Kyle Genova will present his FPO "3D Representations for Learning to Reconstruct and Segment Shapes" on Friday, April 30, 2021 at 1PM via Zoom.
Zoom link: https://princeton.zoom.us/j/95639056934
The members of Kyle’s committee are as follows: Tom Funkhouser (adviser), Readers: Olga Russakovsky and Forrester Cole (Google), Examiners: Adam Finkelstein and Szymon Rusinkiewicz.
A copy of his thesis is available upon request. Please email gradinfo@cs.princeton.edu if you would like a copy of the thesis.
Everyone is invited to attend his talk.
Abstract follows below:
The focus of this dissertation is the novel use of shape representations to empower 3D reasoning for reconstruction and segmentation. It is organized into three sections based on application: domain specific shape reconstruction (Chapter 2), general shape reconstruction (Chapter 3), and semantic segmentation (Chapter 4). In each chapter, we outline the setting and related work, and then introduce one or two approaches with a novel use of shape representation.
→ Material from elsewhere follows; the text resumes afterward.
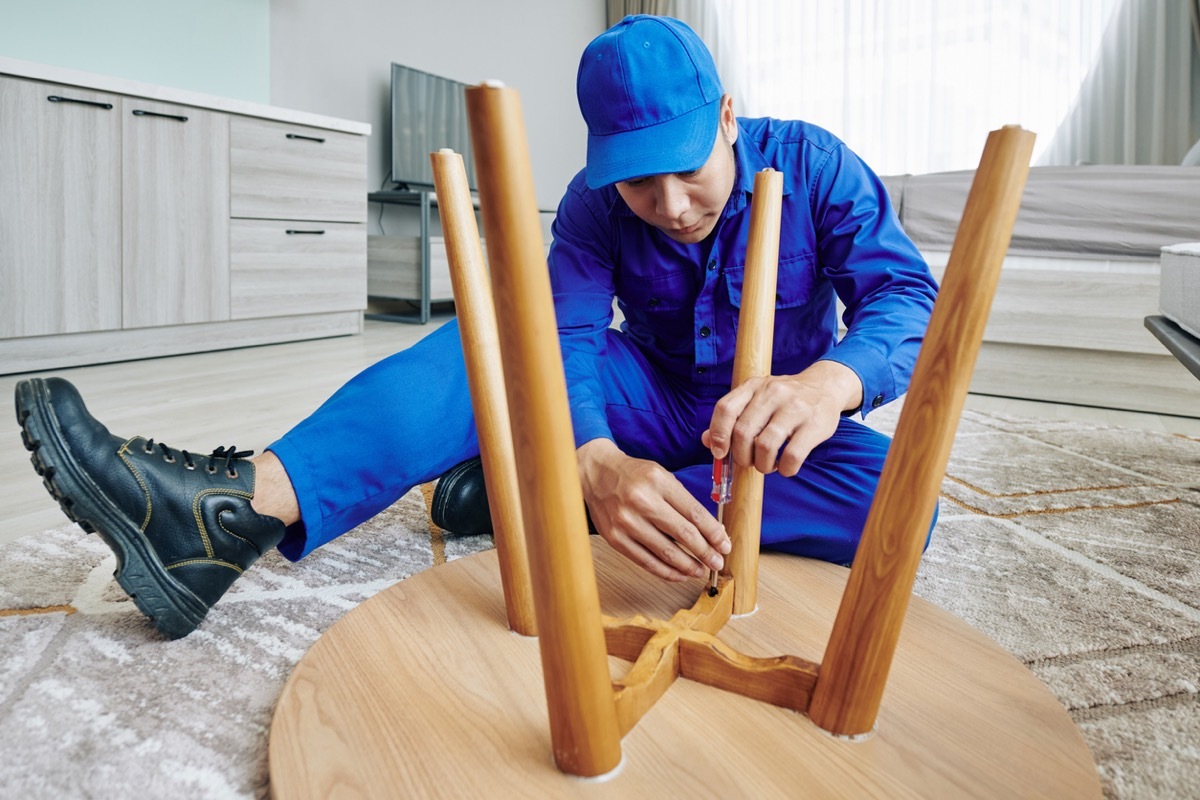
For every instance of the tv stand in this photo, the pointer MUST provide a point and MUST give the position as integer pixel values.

Our key contribution is to use shape representation to enable new types of supervision and improve generalization when learning 3D priors. Because current reconstruction and segmentation methods share the use of learned 3D encoder and decoder architectures, these contributions apply to both tasks.
In Chapters 2-4, we demonstrate experimentally that reconstruction and segmentation algorithms benefit from our choices of shape representation. A primary benefit of our approaches is enabling new types of supervision that require some property of the representation to be effective. Domain specific representation enables supervising 3D face reconstruction with a face recognition network for the first time, resulting in provably more recognizable reconstructions (Chapter 2). Our SIF representation learns shape correspondence from only reconstruction supervision (Chapter 3). Large, diverse image collections are already semantically labeled, making it possible to train 3D semantic segmentation models for datasets without point cloud annotations (Chapter 4).
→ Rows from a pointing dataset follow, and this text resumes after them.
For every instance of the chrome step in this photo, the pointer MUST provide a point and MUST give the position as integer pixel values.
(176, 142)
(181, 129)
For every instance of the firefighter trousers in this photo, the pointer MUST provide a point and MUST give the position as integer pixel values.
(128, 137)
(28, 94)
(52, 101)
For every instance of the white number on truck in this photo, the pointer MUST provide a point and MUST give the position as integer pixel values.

A secondary benefit is improved generalization by deriving better priors from existing supervision. We propose a new shape representation, LDIF, which is trained on existing 3D reconstruction data. LDIF learns robust local priors, improving generalization to unseen classes and shapes (Chapter 3). The addition of image-based supervision in segmentation algorithms improves generalization to cities with no 3D supervision (Chapter 4).
We conclude that our choices of representation enable new supervision, better generalization, and learning useful 3D priors from readily available labels (e.g., labeled and unlabeled images, or unlabeled shape collections). We hypothesize that effective future representations will build on this trend by deriving higher level semantic priors from unannotated datasets and other inexpensive sources of supervision (Chapter 5).